By BABAJIDE KOMOLAFE
Governor, Central Bank of Nigeria, CBN, Mallam Lamido Sanusi, yesterday, said a regime of low interest rate is not feasible at the moment in Nigeria.
Speaking at the Risk Management Conference organised by the apex bank in Lagos, Sanusi said the threat of inflation was still high in the economy, especially with government spending expected to increase in 2014 to 2015 due to elections.
He said “there is more risk of raising interest rate and cash reserve requirement of banks than reducing them”.
In assessing the risk confronting the economy in the near term, especially in the event of sharp fall in crude oil prices, and in terms of inflation, Sanusi said “Everywhere in the world, if you have an election, that is when government spends more because at that time, you will have political office holders wanting to deliver dividends of democracy, they will want to show reasons why they should be re-elected.

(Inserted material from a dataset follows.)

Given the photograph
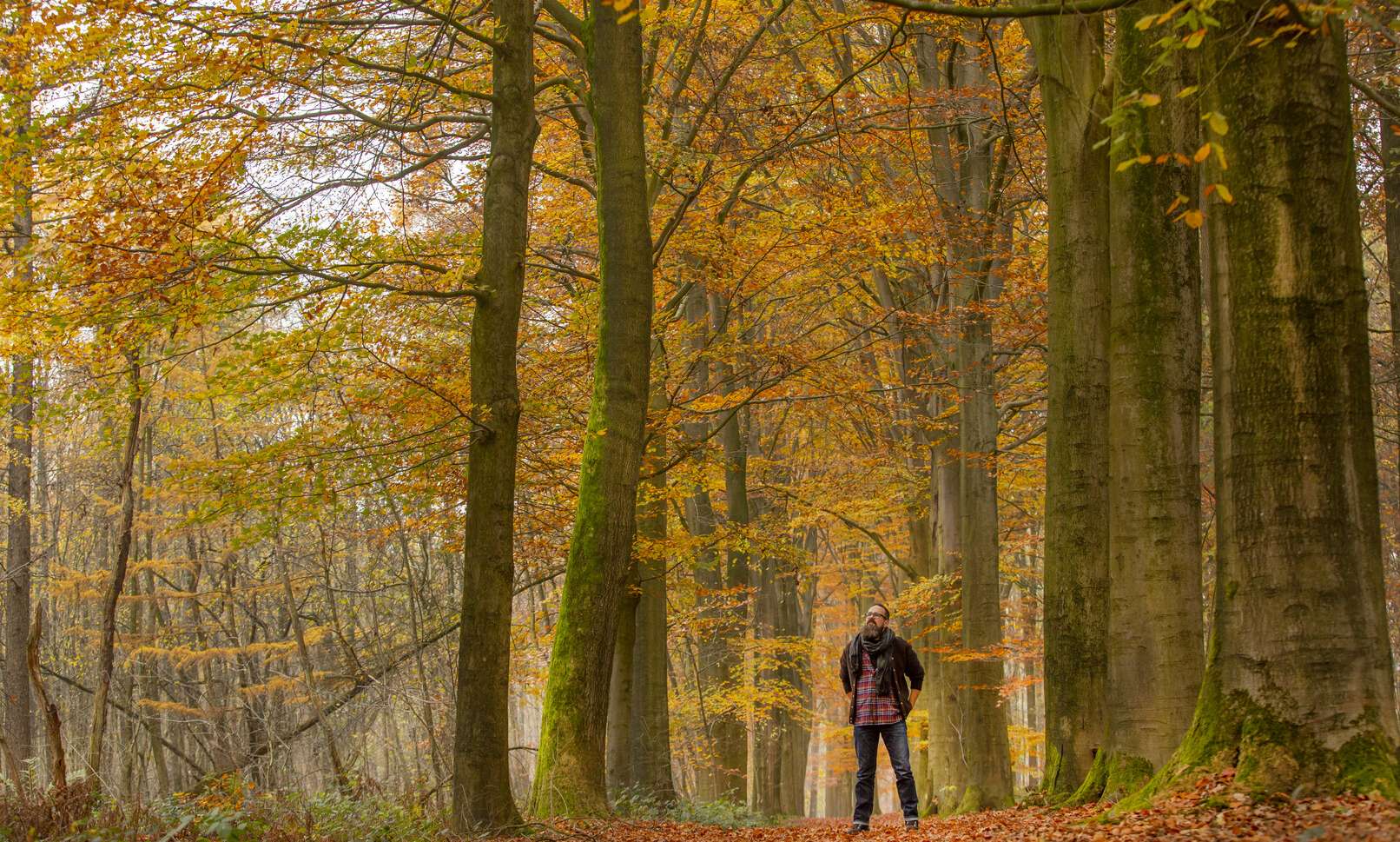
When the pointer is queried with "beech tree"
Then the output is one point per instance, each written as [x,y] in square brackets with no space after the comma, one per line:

“So Central Bank governors all over the world know that election cycles are very difficult for monetary policy. So the point I am making is that if there is increased spending, what is likely going to happen will be higher interest rate. So people should not look forward to low interest rate at a time of increased government spending.
“Despite the best intentions of the Finance Minister, I don’t see her stopping politicians from spending money in 2014. She has all the good intentions and all the commitments, but at the end of the day, she doesn’t approve the budget.
“So there is no way in an election year, when you are not going to have increased spending. There is higher risk of raising interest rates and increasing the Cash Reserve Requirement than reducing it at this point in time. The Central Bank will have to respond in events of elevated spending.”
According to him despite concerns in some quarters, the Asset Management Company, AMCON, does not pose a major risk to inflation and macroeconomic stability.
He said, “today, AMCON is holding about N800 billion in treasury bills. So, we are not creating any new money. At the point it pays off over N800 billion bonds, it will simply hand over these treasury bills to the banks, take these bonds and cancel them all.
“All that is happening is that the balance sheet of AMCON is shrinking and that reduces its liabilities and assets holdings. We are not pumping cash into the system; we are not creating new securities and we are not going to have more liquidity.”
. What may happen, which is not likely, is the possibility of tightened liquidity. But because liquidity ratio is about 70 per cent and most of those AMCON bonds are not being used for repos, even though that can be used.
“So in terms of money supply, we don’t think there is going to be any major impact in terms of liquidity in the system. There might be an impact in the total money supply because of the reduction in credit to the private sector, but we are looking at all the implications and when it is time to pay, the central bank will decide how much of it should be in form of securities, should we issue some special securities to mop up the money and if we are going to sterilise the money for a year or six months.
This will all fit into our monetary policy stance. “It is clear, AMCON winds down as it pays its debts. Clearly from where we are, we have a maximum of 10 years from 2014. We think it will be able to pay down before then. But on the conservative side, we have about 10 years.”